Fread from data.table package when column names include spaces and special characters?

I have a csv file in which column names include spaces and special characters.

fread imports them with quotes - but how can I change this behavior? One reason is because I have column names starting with a space, and I don't know how to handle them.

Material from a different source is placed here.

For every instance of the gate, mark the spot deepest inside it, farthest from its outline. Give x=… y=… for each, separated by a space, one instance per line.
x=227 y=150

Any pointers would be helpful.

Edit: example.

 > packageVersion("data.table") [1] '1.8.8' p2p <- fread("p2p.csv", header = TRUE, stringsAsFactors=FALSE) > head(p2p[,list(Principal remaining)]) Error: unexpected symbol in "head(p2p[,list(Principal remaining" > head(p2p[,list("Principal remaining")]) V1 1: Principal remaining > head(p2p[,list(c("Principal remaining"))]) V1 1: Principal remaining 

What I expected / want, of course, is what gives the column name without spaces:

 > head(p2p[,list(Principal)]) Principal 1: 1000 2: 1000 3: 1000 4: 2000 5: 1000 6: 4130 
+7
source share
3 answers

It's hard enough to get the leading space in the column name. "Random coding" shall not occur. On the other hand, I don’t see a very large error checking in the fread code, therefore, perhaps until this unwanted behavior is fixed (or the function request is rejected), you can do something like this:

 setnames(DT, make.names(colnames(DT))) 

If, on the other hand, it bothers you that colnames(DT) will display the column names with quotation marks, then simply "survive." The way the interactive console displays any character value.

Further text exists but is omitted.